LXD 6.7 Released with AMD GPU Passthrough Support for Containers
Key Takeaways
- ▸LXD 6.7 introduces AMD GPU passthrough support for containers via the new AMD CDI interface and gpu_cdi_amd extension
- ▸The release includes major QEMU and EDK2 version updates that improve overall VM GPU passthrough functionality
- ▸New features include storage pool database recovery for clusters, forced instance deletion API, and x86_64-v3 architecture support
Summary
Canonical has released LXD 6.7, introducing AMD GPU passthrough support for containers through the AMD CDI (Container Device Interface) toolkit.
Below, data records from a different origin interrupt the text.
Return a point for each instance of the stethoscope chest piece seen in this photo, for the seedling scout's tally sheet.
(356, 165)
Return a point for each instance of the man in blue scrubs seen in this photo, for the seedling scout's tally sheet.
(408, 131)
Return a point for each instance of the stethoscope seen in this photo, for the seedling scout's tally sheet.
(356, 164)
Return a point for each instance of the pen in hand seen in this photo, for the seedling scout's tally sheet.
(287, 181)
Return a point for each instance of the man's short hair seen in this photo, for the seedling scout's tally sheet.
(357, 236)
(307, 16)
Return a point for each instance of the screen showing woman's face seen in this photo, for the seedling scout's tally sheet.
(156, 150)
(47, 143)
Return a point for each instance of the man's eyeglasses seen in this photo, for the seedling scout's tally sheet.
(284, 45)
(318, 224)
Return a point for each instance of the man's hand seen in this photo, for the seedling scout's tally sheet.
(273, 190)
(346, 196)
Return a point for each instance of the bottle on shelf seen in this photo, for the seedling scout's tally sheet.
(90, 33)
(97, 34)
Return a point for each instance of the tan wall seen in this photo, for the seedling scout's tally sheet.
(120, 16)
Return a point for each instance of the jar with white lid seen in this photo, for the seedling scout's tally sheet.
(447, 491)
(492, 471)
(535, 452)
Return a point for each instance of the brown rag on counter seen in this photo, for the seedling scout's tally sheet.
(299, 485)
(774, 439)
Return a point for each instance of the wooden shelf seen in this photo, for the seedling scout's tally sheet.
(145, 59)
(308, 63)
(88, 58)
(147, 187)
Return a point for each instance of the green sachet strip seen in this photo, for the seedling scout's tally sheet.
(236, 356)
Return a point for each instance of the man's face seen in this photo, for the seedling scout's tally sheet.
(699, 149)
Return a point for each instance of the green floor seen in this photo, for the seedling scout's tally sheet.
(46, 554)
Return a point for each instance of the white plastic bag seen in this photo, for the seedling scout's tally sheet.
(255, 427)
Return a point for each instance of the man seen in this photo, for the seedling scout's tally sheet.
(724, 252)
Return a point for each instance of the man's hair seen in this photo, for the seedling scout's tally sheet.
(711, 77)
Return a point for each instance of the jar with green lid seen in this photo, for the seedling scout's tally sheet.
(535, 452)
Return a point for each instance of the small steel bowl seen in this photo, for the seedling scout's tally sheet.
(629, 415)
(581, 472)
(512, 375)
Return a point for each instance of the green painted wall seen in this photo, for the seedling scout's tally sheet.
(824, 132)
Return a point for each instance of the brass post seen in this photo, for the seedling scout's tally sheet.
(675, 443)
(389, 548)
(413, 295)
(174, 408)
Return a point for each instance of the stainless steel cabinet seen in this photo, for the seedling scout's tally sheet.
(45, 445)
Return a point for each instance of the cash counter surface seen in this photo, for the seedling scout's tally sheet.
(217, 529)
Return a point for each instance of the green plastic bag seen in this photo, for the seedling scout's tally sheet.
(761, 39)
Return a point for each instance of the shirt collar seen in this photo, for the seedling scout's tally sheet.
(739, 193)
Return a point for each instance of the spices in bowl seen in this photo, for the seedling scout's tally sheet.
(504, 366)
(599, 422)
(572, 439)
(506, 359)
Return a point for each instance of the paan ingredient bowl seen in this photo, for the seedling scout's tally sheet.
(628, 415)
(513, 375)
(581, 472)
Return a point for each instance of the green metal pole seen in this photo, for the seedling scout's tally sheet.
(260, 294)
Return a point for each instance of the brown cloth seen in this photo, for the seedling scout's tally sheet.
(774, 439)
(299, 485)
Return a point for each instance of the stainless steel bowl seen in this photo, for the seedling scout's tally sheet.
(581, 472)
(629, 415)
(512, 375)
This significant update enables users to pass AMD GPUs directly to LXD containers using the new gpu_cdi_amd extension, which is bundled into the Snap package. The implementation allows straightforward configuration through simple command-line operations, bringing GPU acceleration capabilities to containerized workloads on AMD hardware.
Beyond AMD GPU support, LXD 6.7 includes general improvements to VM GPU passthrough capabilities with updated QEMU and EDK2 versions. The release also enhances the initial access experience for the LXD UI and introduces storage pool database recovery support for clusters, which should improve reliability in multi-node deployments.
Additional features in this release include forced instance deletion through the API, optimized instance state field retrieval for better performance, and support for x86_64-v3 architecture variant images. These improvements collectively strengthen LXD's position as a comprehensive system container and virtual machine manager, particularly for Ubuntu Linux environments where it sees widespread adoption in enterprise and cloud infrastructure deployments.
- AMD GPU passthrough can be configured with simple commands using the LXD CLI
Editorial Opinion
This release represents a significant step toward GPU acceleration parity between NVIDIA and AMD hardware in containerized environments. While NVIDIA has long dominated the container GPU passthrough space, Canonical's implementation of AMD CDI support democratizes access to GPU-accelerated workloads for organizations standardized on AMD hardware. The timing is particularly relevant as AMD continues gaining market share in both datacenter and AI/ML applications, where containerized GPU workloads are increasingly critical.